TVM quantized operators

Hi, I meet the following error when trying to export to TVM a quantized model created using Brevitas (https://github.com/Xilinx/brevitas):

NotImplementedError: The following operators are not implemented: ['quantized::linear_prepack', 'quantized::conv2d_prepack']

The error occurs while executing this line:

mod, params = relay.frontend.from_pytorch(my_model, input_shapes)

It seems these operators are not implemented in TVM. Is it planned to improve the support of quantized operators? Thanks

You are not supposed to see those ops. We expect those ops to be already applied before tracing, rather than at runtime (that’s why you are seeing them).

Maybe you are doing QAT? Can you share your complete repro script?

When using brevitas, you should export to either onnx or torchscript first:

https://xilinx.github.io/brevitas/tutorials/tvmcon2021.html#Export

Or alternatively add a direct tvm export for example implementations of other exporters have a look at:

Hi @masahi, thanks for your answer. I’m doing QAT with Brevitas library.
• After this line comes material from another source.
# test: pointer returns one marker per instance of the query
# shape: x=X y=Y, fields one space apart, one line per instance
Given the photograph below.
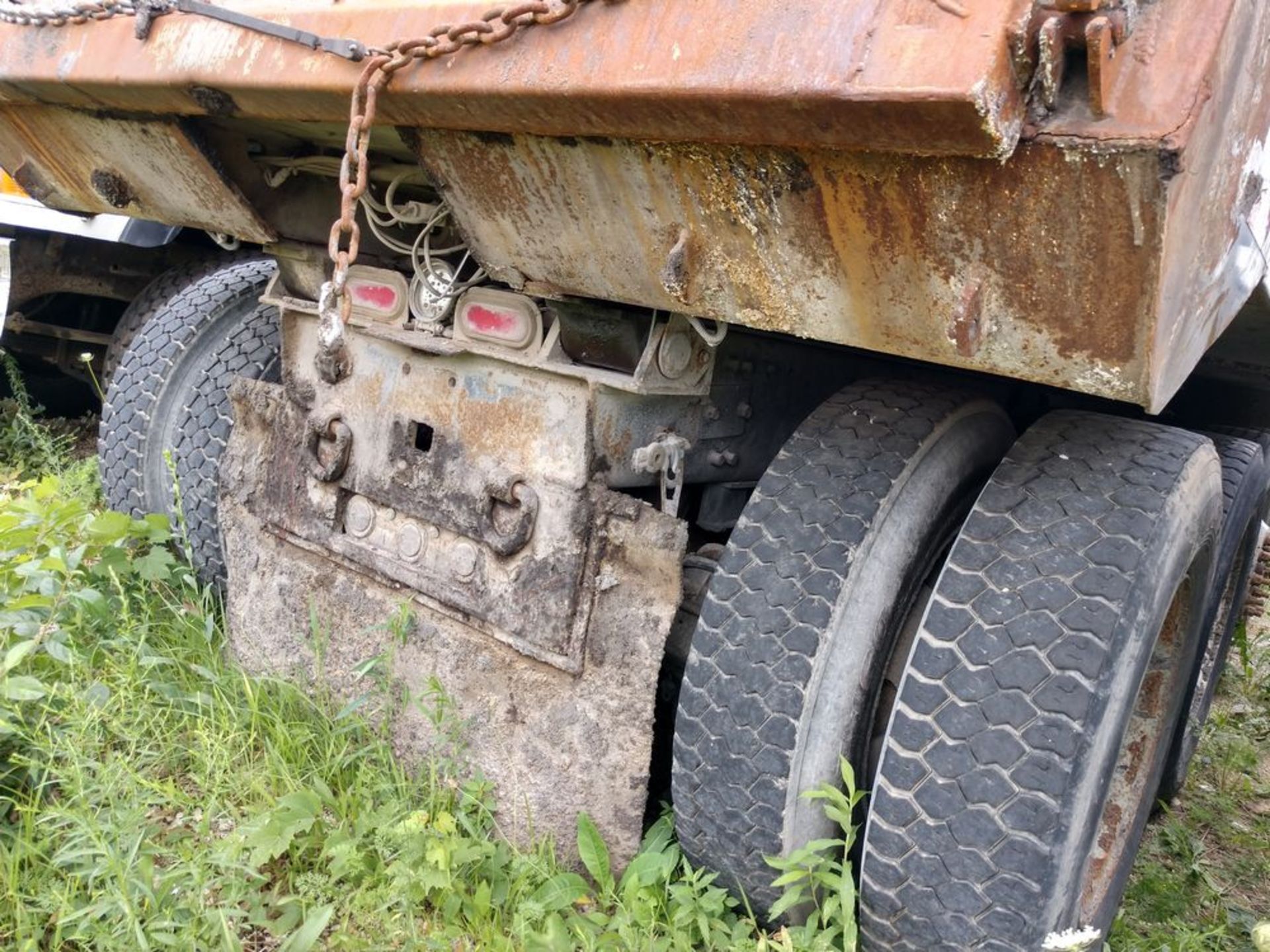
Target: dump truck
x=697 y=395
Thank you also for your answer @cgerum. I’m already exporting to TorchScript first. Actually, the tutorial of TVMCon2021 does not go far enough to reproduce the issue, because the issue appears after the Brevitas export: relay.frontend.from_pytorch(traced_model, ["input", img_size])

The code on the readme of the Brevitas GitHub page (https://github.com/Xilinx/brevitas) also raises the same error. I already mentioned it 2 times on the Brevitas Gitter page but I have no answer.

Here is an easy code to reproduce the issue:

import torch
from tvm import relay
import brevitas.nn as qnn
from brevitas.quant.scaled_int import Int8ActPerTensorFloat, Uint8ActPerTensorFloat, Int8WeightPerTensorFloat, Int8Bias
from brevitas.export import export_pytorch_quant


class BasicQNN(torch.nn.Module):
    def __init__(self):
        super(BasicQNN, self).__init__()

        self.quant_img = qnn.QuantIdentity(act_quant=Uint8ActPerTensorFloat, return_quant_tensor=True)

        self.conv1 = torch.nn.Sequential(
            qnn.QuantConv2d(in_channels=1, out_channels=16, kernel_size=3, stride=2, padding=1, bias=False,
                            weight_quant=Int8WeightPerTensorFloat, output_quant=Int8ActPerTensorFloat,
                            return_quant_tensor=True),
            torch.nn.ReLU()
        )

        self.conv2 = torch.nn.Sequential(
            qnn.QuantConv2d(in_channels=16, out_channels=32, kernel_size=3, stride=2, padding=1, bias=False,
                            weight_quant=Int8WeightPerTensorFloat, output_quant=Int8ActPerTensorFloat,
                            return_quant_tensor=True),
            torch.nn.ReLU()
        )

        self.fc = torch.nn.Sequential(
            qnn.QuantLinear(in_features=32*7*7, out_features=10, bias=False,
                            weight_quant=Int8WeightPerTensorFloat, output_quant=Int8ActPerTensorFloat,
                            return_quant_tensor=False)
        )

    def forward(self, x):
        x = self.quant_img(x)
        x = self.conv1(x)
        x = self.conv2(x)
        x = x.reshape(x.shape[0], -1)
        x = self.fc(x)
        return x


def main():

    # Create pytorch model
    model = BasicQNN().cpu().eval()
    img_size = (1, 1, 28, 28)

    # Export to torchscript
    traced_model = export_pytorch_quant(model, input_shape=img_size)

    # Export to TVM
    mod, params = relay.frontend.from_pytorch(traced_model, ["input", img_size])


if __name__ == "__main__":
    main()

Any update? are you able to reproduce the issue @masahi, @cgerum?

Yes I reproduced it. It looks like export_pytorch_quant only traces the QAT model. To actually prepare a quantized model that we can import, they need to follow steps in https://github.com/apache/tvm/blob/main/gallery/how_to/deploy_models/deploy_prequantized.py#L125-L130.

As I said before, quantized::linear_prepack and quantized::conv2d_prepack are not supposed to be in the input torchscript since they convert fp32 weights into the internal quantized tensor format in PyTorch. We don’t have a way to convert them in TVM.

So please raise an issue to the breitas repo. This is not something we can fix on our side.

Thanks a lot @masahi!